Turkish-backed forces using white phosphorus against Kurds: Report
Iran Press TV
Fri Oct 18, 2019 08:36AM
White phosphorus-loaded munitions appear to have been used by Turkish-backed forces in their ongoing operation in northeastern Syria, allegedly causing horrific burns on the bodies of Syrian Kurds, a report by Foreign Policy says.
Foreign Policy has received photos from a Kurdish source which show children in the border town of Ras al-Ayn with chemical burns on their chests and faces consistent with white phosphorus.
The report says the graphic photos have been confirmed by a senior US administration official.
Bassam Saker, the representative of the so-called Syrian Democratic Council (SDC) to the United States, the co-secretaries of the SDC's health department, Rapareen Hasn and Manal Mhemed, have in a letter to Foreign Policy said that "Turkey uses all kind[s] of weapons including the internationally prohibited ones, and our medical teams are unable to evacuate the civilians."
Saker has confirmed that the prohibited weapons referred to in the letter are white phosphorus-loaded munitions.
The report quoted the US official as saying that Washington is aware of the claims that Turkish allies have used white phosphorous and the possible evidence on social media that supports that claim.
"Turkey will be held accountable by the international community for the crimes they commit against the Kurds," the official said.
This confirms earlier reports by Syrian state media that said Ras al-Ayn locals have been arriving at a hospital with burns apparently from chemical substances.

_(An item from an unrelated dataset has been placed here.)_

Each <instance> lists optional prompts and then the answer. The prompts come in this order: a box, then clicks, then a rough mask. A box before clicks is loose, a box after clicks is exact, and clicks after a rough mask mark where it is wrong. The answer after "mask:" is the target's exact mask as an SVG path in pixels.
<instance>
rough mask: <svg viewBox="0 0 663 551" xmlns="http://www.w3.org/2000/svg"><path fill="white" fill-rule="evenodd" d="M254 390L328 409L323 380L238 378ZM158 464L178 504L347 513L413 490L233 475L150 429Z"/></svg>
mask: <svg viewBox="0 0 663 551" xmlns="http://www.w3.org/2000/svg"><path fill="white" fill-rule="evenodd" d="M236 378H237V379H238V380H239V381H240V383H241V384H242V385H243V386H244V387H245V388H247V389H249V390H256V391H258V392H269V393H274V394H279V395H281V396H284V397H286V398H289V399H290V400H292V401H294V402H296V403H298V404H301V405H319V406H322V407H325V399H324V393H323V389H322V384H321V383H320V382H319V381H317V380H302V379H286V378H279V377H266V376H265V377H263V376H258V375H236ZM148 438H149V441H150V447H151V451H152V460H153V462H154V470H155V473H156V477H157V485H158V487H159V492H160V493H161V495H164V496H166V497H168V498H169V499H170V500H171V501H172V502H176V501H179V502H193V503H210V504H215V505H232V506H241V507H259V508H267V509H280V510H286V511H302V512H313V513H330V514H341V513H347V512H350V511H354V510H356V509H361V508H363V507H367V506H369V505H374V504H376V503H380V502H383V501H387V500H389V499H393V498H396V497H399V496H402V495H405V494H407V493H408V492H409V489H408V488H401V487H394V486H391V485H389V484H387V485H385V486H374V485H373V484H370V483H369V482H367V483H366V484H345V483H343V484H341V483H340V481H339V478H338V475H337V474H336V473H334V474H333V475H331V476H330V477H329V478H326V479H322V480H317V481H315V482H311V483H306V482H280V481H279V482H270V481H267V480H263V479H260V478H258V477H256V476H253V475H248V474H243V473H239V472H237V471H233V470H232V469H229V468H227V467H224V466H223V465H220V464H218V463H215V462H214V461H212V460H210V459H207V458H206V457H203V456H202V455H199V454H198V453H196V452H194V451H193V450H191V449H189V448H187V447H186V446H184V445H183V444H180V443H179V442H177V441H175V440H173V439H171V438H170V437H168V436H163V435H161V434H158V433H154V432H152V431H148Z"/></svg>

Syria's official SANA news agency cited local sources as saying that several people have arrived at the Hasaka hospital with "severe burns," which were apparently caused by "unknown chemical substances."
Turkish-backed forces have a history of launching chemical attacks in northern Syria.
During the foreign-sponsored conflict in Syria, militants from the Jabhat Fateh al-Sham Takfiri terrorist group, formerly known as al-Nusra Front, together with members of the so-called White Helmets civil defense group staged chemical attacks in the northwestern province of Idlib as well as the west-central province of Hama in a bid to implicate Syrian government forces and invent pretexts for possible acts of aggression on army troops.
The report by Foreign Policy came hours after Turkey agreed to end the offensive after Kurdish fighters withdraw from a safe zone.
Ankara's incursion "will be halted entirely on completion" of the withdrawal, US Vice President Mike Pence told reporters following more than five hours of negotiations between a US delegation and Turkey's President Recep Tayyip Erdogan in the Turkish capital on Thursday.
Ras al-Ayn has been the scene of battles between Kurdish militants and the Turkish military. The so-called Syrian Observatory for Human Rights said Turkish forces and allied militants had "taken about half of the town" by Thursday morning.
Turkey launched the offensive, called Operation Peace Spring, on October 9 with the aim of purging the northeastern Syrian regions near its border of Kurdish militants, whom it views as terrorists linked to local autonomy-seeking militants of the Kurdistan Workers' Party (PKK).